Why not privatise and marketise fire services and then let everyone fend for themselves? Why should individuals be expected to voluntarily help others? Why should the state step in if people have failed to take their own precautions against fire? People choose to live in the bush. People choose their level of preparedness. There could be a two-tier system, with a basic state-funded emergency system retained, but with a second tier of private service providers for those who choose. Competition between different fire services would, after all, produce greater efficiency with "consumers" paying for the provider they better trust to assist them in an emergency. Shouldn’t individuals have the freedom to retain fire-fighting services of their choosing?
The "reform agenda" outlined in the previous paragraph might sound appalling, but that does not mean it could not happen. After all, many great public institutions in Australia have already been the subject of the neo-liberal schedule in one form or another. And neo-liberalism has no natural boundaries or limits; the "reform agenda" can just keep rolling along, commoditising the public, the natural, the voluntary and the domestic, with all the ugly consequences that may follow.
In the United States, the application of neo-liberal values to fire-fighting is already occurring. As Naomi Klein recently highlighted in the wake of her most recent work Shock Doctrine: The Rise of Disaster Capitalism, exclusive private fire-fighting services were very much in evidence in the recent California wildfires.
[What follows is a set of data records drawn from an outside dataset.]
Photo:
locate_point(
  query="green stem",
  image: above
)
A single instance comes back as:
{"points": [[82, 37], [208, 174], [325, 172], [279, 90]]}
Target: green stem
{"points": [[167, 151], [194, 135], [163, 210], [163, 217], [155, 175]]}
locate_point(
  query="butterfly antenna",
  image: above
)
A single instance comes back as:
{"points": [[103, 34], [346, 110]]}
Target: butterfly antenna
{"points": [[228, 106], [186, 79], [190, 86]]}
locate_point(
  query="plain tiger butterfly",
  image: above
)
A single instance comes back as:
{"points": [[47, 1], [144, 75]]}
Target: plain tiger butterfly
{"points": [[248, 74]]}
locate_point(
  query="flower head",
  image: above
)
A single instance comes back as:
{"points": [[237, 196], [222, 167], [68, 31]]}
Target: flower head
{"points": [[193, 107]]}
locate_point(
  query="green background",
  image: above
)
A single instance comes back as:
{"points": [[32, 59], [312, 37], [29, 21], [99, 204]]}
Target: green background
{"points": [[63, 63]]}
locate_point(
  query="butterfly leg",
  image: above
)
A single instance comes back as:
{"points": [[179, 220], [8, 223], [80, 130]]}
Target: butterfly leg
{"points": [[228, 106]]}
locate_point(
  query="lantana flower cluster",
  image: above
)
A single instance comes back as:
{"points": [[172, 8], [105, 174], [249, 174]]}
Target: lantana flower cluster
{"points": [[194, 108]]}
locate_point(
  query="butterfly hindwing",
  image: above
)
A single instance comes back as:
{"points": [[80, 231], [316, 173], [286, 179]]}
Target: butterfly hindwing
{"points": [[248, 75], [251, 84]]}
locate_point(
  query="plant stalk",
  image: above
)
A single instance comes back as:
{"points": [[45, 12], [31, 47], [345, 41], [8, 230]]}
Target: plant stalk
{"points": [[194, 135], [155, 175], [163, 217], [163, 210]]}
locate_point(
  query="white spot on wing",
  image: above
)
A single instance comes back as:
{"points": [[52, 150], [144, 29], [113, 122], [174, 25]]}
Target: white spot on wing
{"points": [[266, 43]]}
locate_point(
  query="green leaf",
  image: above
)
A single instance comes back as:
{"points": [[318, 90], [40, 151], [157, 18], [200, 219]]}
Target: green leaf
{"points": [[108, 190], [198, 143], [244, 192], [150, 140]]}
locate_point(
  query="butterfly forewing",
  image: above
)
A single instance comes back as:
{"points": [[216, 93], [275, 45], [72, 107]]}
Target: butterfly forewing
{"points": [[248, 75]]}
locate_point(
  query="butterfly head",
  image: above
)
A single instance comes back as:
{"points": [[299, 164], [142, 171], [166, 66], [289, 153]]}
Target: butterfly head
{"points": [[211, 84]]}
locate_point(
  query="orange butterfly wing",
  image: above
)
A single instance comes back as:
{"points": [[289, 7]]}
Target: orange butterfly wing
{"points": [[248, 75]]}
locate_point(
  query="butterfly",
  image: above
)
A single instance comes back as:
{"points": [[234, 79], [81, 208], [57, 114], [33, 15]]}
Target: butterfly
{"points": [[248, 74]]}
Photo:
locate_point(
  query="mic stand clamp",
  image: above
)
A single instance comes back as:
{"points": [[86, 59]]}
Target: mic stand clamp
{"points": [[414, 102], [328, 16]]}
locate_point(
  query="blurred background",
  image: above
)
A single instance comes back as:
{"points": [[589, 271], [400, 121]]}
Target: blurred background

According to Klein, writing for The Nation earlier this month
Even as wildfires devoured whole swaths of the region, some homes in the heart of the inferno were left intact, as if saved by a higher power. But it wasn't the hand of God; in several cases it was the handiwork of Firebreak Spray Systems. Firebreak is a special service offered to customers of insurance giant American International Group - but only if they happen to live in the wealthiest zip codes in the country. Members of the company's Private Client Group pay an average of $19,000 to have their homes sprayed with fire retardant. During the fires, the ‘mobile units’, racing around in firetrucks, even extinguished fires for their clients…
Klein quoted one of the private fire-fighters who told a news reporter that there were some instances ‘where we were spraying and the neighbor’s house went up like a candle.’
Now apply Klein’s description of the US to Australia. After all, one of the points of Klein’s book Shock Doctrine is that disaster relief has become a very lucrative transnational market for big business. So imagine, if rather than the community spirit and self-sacrifice on show in the Victorian highlands last summer, there had been something more like the scenario in California. Ultimately the logic of neo-liberalism takes us down that road: one fire-hose for the rich; one for the poor. But there is a choice. As Klein concludes, rather than neo-liberal ideology, there is another principle that could guide our collective responses in a disaster-prone world: the simple conviction that every life is of equal value. For anyone out there who still believes in that wild idea, the time has urgently arrived to protect the principle.
In Australia, that means fighting to preserve civic institutions and striving for a political and civic culture that is not about everyone being out for themselves. We should cherish and nurture conceptions of community service, social solidarity and the public good, just like those on display in Mansfield last summer.